On a brighter note, Amina is crawling now, she's all over the place! Crawling and cruising and getting into things. Of course my house is NOT childproof and I have no excuse because I've even had more time than most parents since Amina has been a late bloomer. So that's what I'll be working on for the next week.

"So let me get this straight mom, you mean I'm NOT supposed to touch the things on the coffee table?"

I Know I'm A Slacker...

I know, I's been a while. But in my defense, I've been busy! I mean look at that picture?!?! Can't you SEE how high maintenance my daughter is? This kid doesn't give me a minute to myself!

Shout out to my long lost friend Nancy for inspiring me to update the blog. Stay tuned for a whole SLEW of Amina updates over the next few weeks...

Tuesday, June 17, 2008

Daddy's Girl

What could be sweeter than a little girl and her daddy?

Father's Day gets a bad rap, so I'm personally taking some time out (never mind the fact I'm 3 days late) to shout out all the dads out there. Father's Day approaches and no one rushes to the mall to find the perfect gift. Year after boring year, dads all over the country get ugly ties, wallets or cologne and never complain - they take it all in stride. Dads love their kids as much as moms but for some reason get half the credit, half the accolades and half-ass gifts on father's day. Its really not fair. Today I'm proposing a movement to change the way we celebrate father's day! Next year is your year dads! Everyone who reads this blog: start saving now and buy your dad a really NICE wallet next year!

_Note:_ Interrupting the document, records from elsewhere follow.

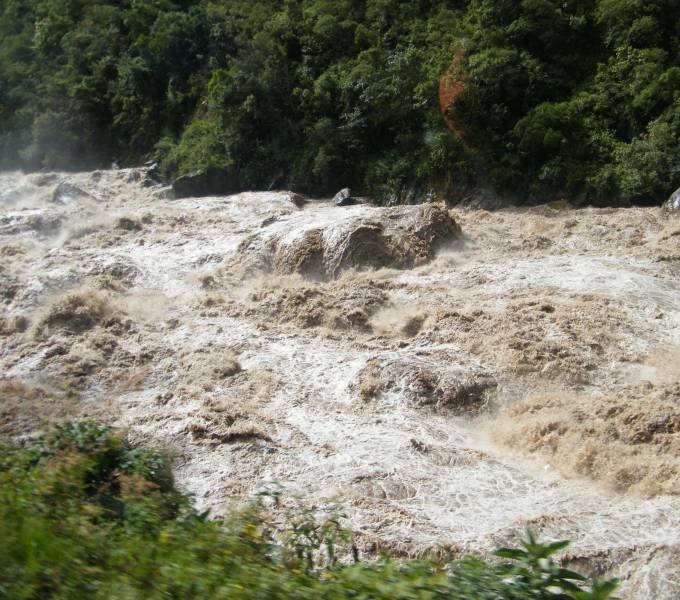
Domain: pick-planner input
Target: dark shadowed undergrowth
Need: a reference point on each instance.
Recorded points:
(83, 514)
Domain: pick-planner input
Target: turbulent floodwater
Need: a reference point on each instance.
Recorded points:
(450, 377)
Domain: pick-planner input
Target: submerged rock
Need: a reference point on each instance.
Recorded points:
(344, 198)
(67, 193)
(362, 238)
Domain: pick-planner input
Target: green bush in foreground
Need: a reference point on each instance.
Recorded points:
(85, 515)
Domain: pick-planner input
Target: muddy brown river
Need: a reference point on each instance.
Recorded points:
(451, 377)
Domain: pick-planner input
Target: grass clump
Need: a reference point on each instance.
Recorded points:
(83, 514)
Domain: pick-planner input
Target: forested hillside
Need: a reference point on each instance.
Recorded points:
(533, 99)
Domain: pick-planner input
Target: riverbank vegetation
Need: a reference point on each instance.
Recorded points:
(84, 514)
(530, 100)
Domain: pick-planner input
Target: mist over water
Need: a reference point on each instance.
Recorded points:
(447, 390)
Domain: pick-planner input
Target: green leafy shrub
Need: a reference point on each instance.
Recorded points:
(85, 515)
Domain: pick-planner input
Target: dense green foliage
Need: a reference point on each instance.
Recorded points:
(85, 515)
(577, 97)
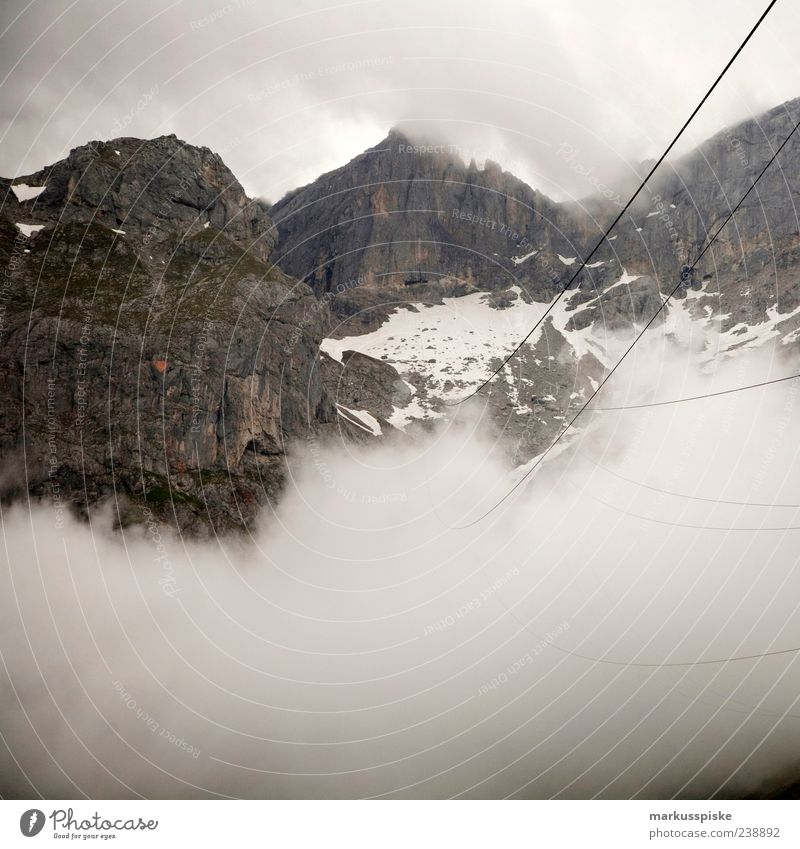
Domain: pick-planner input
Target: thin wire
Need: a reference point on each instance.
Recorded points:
(683, 494)
(697, 397)
(638, 337)
(622, 212)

I knew Amina was destined to be a daddy's girl. She takes after her mother in that respect. I have been so blessed to have a wonderful father in my life, who is always there for me, loving me and supporting me in everything I do. I am happy to say that I think Amina will feel the same way about her father. Sometimes I sorta get the feeling that Amina has maybe taken my place in my dad's heart, but if I had to step aside, I'm glad it was for her. Both of my grandfathers passed away when I was too young to remember, so I never really had that special grandfather/granddaughter relationship, but I always wanted it for my children. Amina is blessed to have both of her grandfathers around to love and spoil her.